Na introdução ao Dicionário das mobilidades culturais (2010), Zilá Bernd lembra que o termo mobilidade “por um lado, remete à facilidade de mover-se, de mudar de expressão ou de opinião, de aceitar variações; por outro, remete à inconstância, à instabilidade, à fluidez”1. Como atesta a publicação, outros vinte verbetes estão ligados à

fluidez e ao movimento, dentre os quais as ideias de diáspora e de deslocamento que têm estado no centro de pesquisas realizadas em diversos campos do conhecimento na contemporaneidade.
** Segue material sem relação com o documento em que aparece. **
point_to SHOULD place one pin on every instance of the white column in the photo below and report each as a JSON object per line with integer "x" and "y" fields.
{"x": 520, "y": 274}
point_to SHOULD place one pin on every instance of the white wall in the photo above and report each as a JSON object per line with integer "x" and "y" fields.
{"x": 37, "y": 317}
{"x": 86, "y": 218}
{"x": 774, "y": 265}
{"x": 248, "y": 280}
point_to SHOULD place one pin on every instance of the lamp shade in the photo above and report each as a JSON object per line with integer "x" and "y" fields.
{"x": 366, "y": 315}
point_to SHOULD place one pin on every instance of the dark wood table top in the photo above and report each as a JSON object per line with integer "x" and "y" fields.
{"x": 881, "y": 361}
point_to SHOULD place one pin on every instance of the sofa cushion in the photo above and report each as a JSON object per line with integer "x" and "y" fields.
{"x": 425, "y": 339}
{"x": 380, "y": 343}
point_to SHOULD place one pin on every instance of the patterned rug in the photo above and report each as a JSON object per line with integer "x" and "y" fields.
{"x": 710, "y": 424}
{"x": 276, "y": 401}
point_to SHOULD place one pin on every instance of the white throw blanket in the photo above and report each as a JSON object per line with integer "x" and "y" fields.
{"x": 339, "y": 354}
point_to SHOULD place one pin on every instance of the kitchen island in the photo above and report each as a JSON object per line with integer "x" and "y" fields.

Ressignificar as identidades e os discursos por meio da releitura de conceitos ligados ao trânsito contemporâneo dos sujeitos tem sido uma das preocupações de muitos estudos desenvolvidos nas ciências sociais contemporâneas e, na área de Letras, o diálogo que se pode estabelecer com tal perspectiva revela-se não só produtivo como amplamente rico em possibilidades, seja nos estudos linguísticos ou literários. Essa é uma das razões pelas quais o corpo editorial da Revista DeSlimites – Revista de Linguagens do Colégio Pedro II selecionou, como tema para a presente edição, o tema “Diásporas e deslocamentos: discursos e identidades em trânsito”, no intuito de acolher produções preocupadas em trazer ao centro do debate as inúmeras confluências possíveis entre os conceitos correlacionados.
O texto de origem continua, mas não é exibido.